4) Advanced multivariate analyses of linguistic data
Robert Berdan
California State University Long Beach.
This session will focus principally on logistic regression, the general
statistical approach underlying VARBRUL analyses. The generalized
application is particularly useful for data sets that are well described by
both categorical and continuous variables, a frequent situation both for
language acquisition and for historical data sets, in which time is best
considered as a continuous variable, but various linguistic and demographic
characteristics are categorical (or continuous). The SPSS implementation of
logistic regression will be demonstrated in the workshop. The workshop will
demonstrate the progression of analysis from text files to reportable
graphics and statistics. Topics considered will be the optimizing coding to
the data set, hypothesis developing and testing, evaluating competing
analyses, treatment of interactions among factors, and the interpretation of
error and reliability. We will also compare assumptions of continuous change
over time, versus discontinuities and restructuring. The SPSS graphics tools
will be explored both as analytic techniques and for reporting findings.

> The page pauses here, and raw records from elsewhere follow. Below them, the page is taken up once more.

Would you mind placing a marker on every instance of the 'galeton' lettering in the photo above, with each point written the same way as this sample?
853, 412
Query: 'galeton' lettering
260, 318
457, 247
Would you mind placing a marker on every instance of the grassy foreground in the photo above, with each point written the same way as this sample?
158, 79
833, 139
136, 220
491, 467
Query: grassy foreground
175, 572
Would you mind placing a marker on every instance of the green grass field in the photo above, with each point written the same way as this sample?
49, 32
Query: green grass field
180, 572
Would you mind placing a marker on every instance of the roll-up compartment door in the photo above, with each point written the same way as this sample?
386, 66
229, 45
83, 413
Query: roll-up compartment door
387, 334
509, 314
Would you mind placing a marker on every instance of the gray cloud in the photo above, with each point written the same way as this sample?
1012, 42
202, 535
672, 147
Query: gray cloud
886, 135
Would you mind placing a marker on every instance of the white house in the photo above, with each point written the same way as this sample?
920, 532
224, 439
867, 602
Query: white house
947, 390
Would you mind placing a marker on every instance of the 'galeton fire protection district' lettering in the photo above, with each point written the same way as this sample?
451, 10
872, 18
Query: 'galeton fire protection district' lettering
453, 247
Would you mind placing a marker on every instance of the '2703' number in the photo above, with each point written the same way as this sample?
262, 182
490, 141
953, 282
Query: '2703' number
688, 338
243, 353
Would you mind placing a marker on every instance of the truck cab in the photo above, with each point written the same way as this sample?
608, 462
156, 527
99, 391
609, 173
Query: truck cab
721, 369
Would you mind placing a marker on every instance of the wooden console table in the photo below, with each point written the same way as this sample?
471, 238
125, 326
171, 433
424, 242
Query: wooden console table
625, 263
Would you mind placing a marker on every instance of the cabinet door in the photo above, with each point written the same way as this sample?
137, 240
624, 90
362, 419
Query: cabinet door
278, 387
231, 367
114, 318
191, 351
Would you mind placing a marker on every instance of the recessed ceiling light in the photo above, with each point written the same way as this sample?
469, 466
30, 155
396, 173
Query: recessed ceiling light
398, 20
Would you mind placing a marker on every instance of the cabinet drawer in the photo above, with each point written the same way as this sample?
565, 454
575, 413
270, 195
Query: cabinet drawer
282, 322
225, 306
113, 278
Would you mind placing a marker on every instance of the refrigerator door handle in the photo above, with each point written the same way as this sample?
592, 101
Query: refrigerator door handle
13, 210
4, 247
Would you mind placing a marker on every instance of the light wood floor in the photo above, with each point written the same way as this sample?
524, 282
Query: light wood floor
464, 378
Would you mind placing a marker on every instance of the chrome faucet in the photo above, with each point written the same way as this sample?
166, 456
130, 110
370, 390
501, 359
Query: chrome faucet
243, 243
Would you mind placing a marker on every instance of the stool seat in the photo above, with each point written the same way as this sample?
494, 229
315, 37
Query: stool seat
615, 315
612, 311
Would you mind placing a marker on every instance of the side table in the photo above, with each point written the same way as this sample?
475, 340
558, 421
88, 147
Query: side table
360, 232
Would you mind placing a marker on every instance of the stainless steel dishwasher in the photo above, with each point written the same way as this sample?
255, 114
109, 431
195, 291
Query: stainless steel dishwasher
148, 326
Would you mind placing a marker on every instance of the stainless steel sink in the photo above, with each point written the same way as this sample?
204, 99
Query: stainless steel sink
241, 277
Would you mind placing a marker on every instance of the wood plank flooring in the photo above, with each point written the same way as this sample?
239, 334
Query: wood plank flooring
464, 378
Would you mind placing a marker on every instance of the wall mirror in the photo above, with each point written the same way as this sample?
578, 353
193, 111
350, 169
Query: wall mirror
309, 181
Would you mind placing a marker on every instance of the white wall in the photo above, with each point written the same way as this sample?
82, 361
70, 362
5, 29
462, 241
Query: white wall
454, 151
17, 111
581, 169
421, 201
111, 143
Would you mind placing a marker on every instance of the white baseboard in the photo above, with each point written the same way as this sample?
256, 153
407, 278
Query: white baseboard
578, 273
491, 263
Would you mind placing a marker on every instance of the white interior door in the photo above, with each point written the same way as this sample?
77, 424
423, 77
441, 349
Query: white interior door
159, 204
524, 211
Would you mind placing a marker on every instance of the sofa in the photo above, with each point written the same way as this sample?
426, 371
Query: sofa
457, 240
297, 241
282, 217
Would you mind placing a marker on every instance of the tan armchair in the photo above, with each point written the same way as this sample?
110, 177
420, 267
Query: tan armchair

Where comparable, SPSS reporting will be converted to VARBRUL terms.
5) Factor analytic procedures in language analysis
Ed Finegan
University of Southern California
In its linguistic applications, the statistical technique called factor
analysis can be used to uncover patterned variation by deriving a relatively
small set of underlying variables (called 'factors') from large sets of
variable linguistic features. The workshop demonstrates the use of this
technique for identifying factors that underlie large-scale variation of
linguistic features across texts and for interpreting those factors as
linguistic constructs (usually called 'dimensions'). Also included: the
Promax rotation technique for minimizing the number of factors on which any
linguistic feature loads; appropriateness of factor analysis to different
kinds of linguistic investigations; pros and cons of factor analysis for
linguistic inquiry in general.
6) Correspondence (Dual Scaling) Analysis
Wladyslaw Cichocki
University of New Brunswick
This session demonstrates correspondence analysis (CA), a statistical
technique which is closely related to multidimensional scaling and factor
analysis. CA is particularly helpful in studying the type of categorical,
ordinal and frequency data commonly found in empirical linguistic
investigations. While CA is predominantly a data exploratory technique, it
can be used to formulate hypotheses. The presentation will avoid complicated
algebraic formulas and will emphasize instead the simple graphical displays
that are used to interpret and understand data structure. Applications will
be chosen from dialectology, phonetics, sociolinguistics and syntax.
Discussion will include issues of interpretation, stability and statistical
significance as well as a review of available computer software.